今ちょうど大相撲の夏場所が両国国技館で開催されていますので今回も現地で観戦してきました。

国技館では感染対策のために観客にはマスクの着用および声を出しての声援禁止というルールを求めており、先場所までは客席での飲食も禁止でしたが今場所からは緩和されて軽食および飲酒(お一人1本まで)もOKとなりました。

そうなるとどうしても酔っ払った勢いで羽目を外してしまう客が現れ、今回も「声を出しての声援は絶対におやめ下さい」という場内アナウンスがあった直後にも関わらず、応援している力士の四股名を大きな声で連呼する客がいました。

もっとも相撲協会もそこは大目に見ているらしく、叫んだ客を国技館からつまみ出すようなことはしませんでしたので、ある程度は容認していると思われます。
(ついこないだまで元力士だった屈強な親方衆がそこら中にいるので、不届き者を力づくでつまみ出すのは簡単ですが・・・)

さて国技館でもそうですが、世の中は明確にルールを設定しても実際に徹底させるのは至難のわざです。法律ですら平気で破る人がいるので、職場の規則や学校の校則なんて100%守られるはずもありません。

ルールを守る意思がない人もいれば、ルールそのものが理解できない人もいるのが現実です。

逆に言うと、ルールを守れる人は少なくとも以下のような条件を満たす必要があります。

  • ルールの意味が理解できる

  • ルールを守ろうという意思がある

  • ルールを覚えることができる

  • 羽目を外さないよう自分自身をコントロールできる

これってよく見ると「まじめな優等生」の姿そのものです。

ただし、現実は誰もが「まじめな優等生」ではありません。私自身も「まじめな優等生」からは程遠い存在です。そうなると「まじめな優等生」を前提にルールや仕組みを決めてもまず機能しません。

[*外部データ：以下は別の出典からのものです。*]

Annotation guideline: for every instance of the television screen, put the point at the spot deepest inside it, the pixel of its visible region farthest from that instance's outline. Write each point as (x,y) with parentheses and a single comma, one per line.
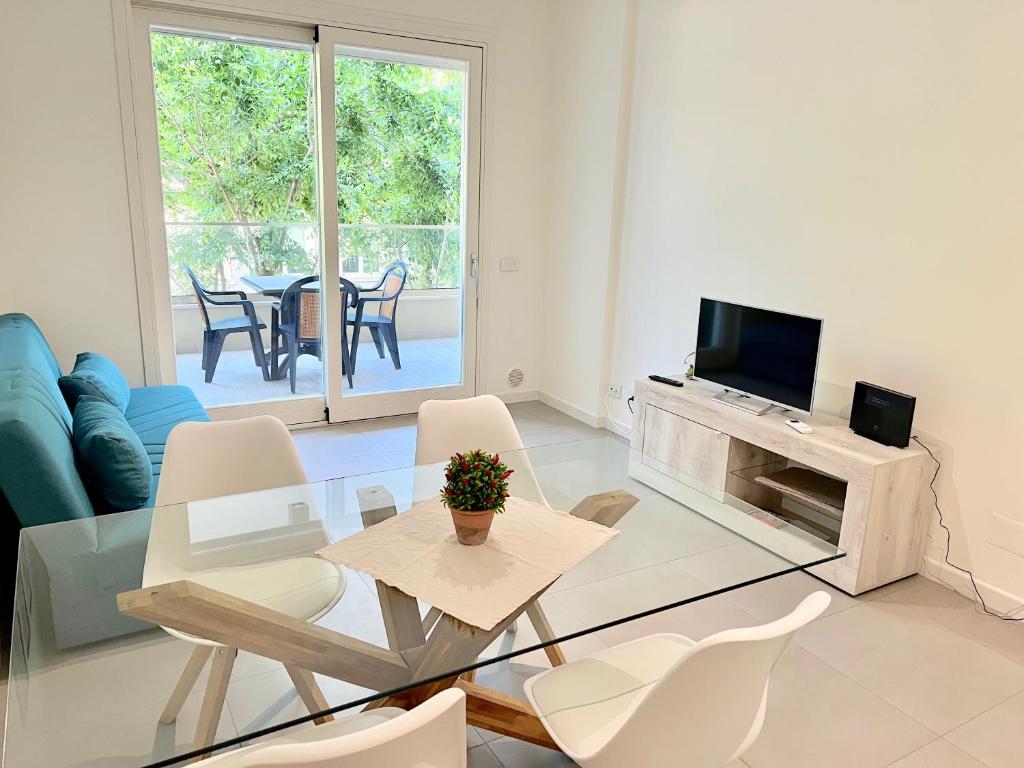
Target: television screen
(766,354)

しかし、職場ではよく全員が「まじめな優等生」であるという前提で物事が進んでしまうことがあります。

例えばこんなケースです。

ある職場では業務上のミスが多発したため、本人以外の誰かが二重チェックを行うことをルールとして定め、新たな業務プロセスを示したマニュアルも作成しました。

そのうえで、ただマニュアルを渡すだけではなく、社員向けに説明会も開催して新たなルールの徹底を求めました。

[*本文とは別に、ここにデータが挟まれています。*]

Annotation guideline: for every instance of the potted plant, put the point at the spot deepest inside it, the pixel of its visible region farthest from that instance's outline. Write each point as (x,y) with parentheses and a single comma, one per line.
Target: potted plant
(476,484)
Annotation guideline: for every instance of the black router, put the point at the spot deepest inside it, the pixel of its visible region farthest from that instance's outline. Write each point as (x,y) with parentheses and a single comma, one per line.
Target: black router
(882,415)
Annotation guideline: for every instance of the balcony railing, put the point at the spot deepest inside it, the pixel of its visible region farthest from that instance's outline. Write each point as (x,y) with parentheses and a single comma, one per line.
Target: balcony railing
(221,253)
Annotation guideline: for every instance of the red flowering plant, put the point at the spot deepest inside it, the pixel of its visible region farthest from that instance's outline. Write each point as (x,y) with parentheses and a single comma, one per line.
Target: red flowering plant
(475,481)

しかし、二重チェックを煩雑を感じた一部の社員はルールを守らずに勝手に業務プロセスを飛ばしてしまったため、結果的に全く徹底されませんでした。

このケースでは無意識のうちに職場の全員を「まじめな優等生」と思っており、次のように考えていました。

  • ルールを決めれば守ってくれる(はずだ)

  • マニュアルを制定すればやり方が分かる(はずだ)

  • 説明会を開催すればルールを意識してくれる(はずだ)

でも現実は誰もが「まじめな優等生」ではないため、このような人も一定数出てきます。

  • ルールなんて面倒くさい

  • マニュアルなんて読む気も起きない

  • 説明会なんて聞いていられない

そうなると、いくら細かいルールや仕組みを考えても実際は全く機能しません。守らない人をいくら責めても徹底はされません。なぜなら守らない人は「まじめな優等生」ではないので最初からできないのです。

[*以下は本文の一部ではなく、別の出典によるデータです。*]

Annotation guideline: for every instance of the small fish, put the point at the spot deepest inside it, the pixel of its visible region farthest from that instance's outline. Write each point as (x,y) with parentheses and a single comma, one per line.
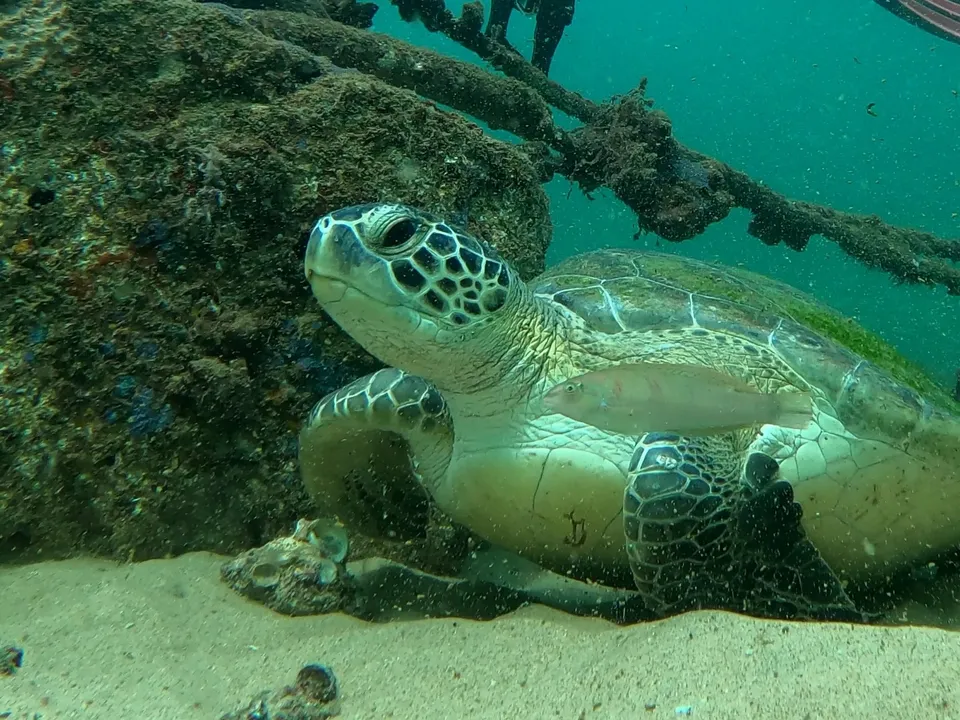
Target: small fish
(636,398)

もし職場で何かのルールや仕組みを徹底させようと思ったらむしろ「まじめな優等生」じゃない人を基準に考えたほうがうまくいく確率は高まります。

  • ルールを面倒だと思っている人でも実践できる

  • ルールを読もうとしない人でも一発で理解できる

  • ルールを気にしない人でも意識してしまう

世の中には様々な人がいますので、常に頑張っていられる「まじめな優等生」が居る一方で、「不まじめな人」や「だらしない人」も存在しているはずです。

「まじめな優等生」はあくまで素晴らしい個性の一つに過ぎず、誰もが真似できるものでもありません。もし「不まじめな人」や「だらしない人」を排除してしまうと必ずどこかで歪みが生じてしまいますので、様々な人が存在していることを前提にルールや仕組みを考えた方が最善の結果につながると思います。

最後まで読んでいただきありがとうございます。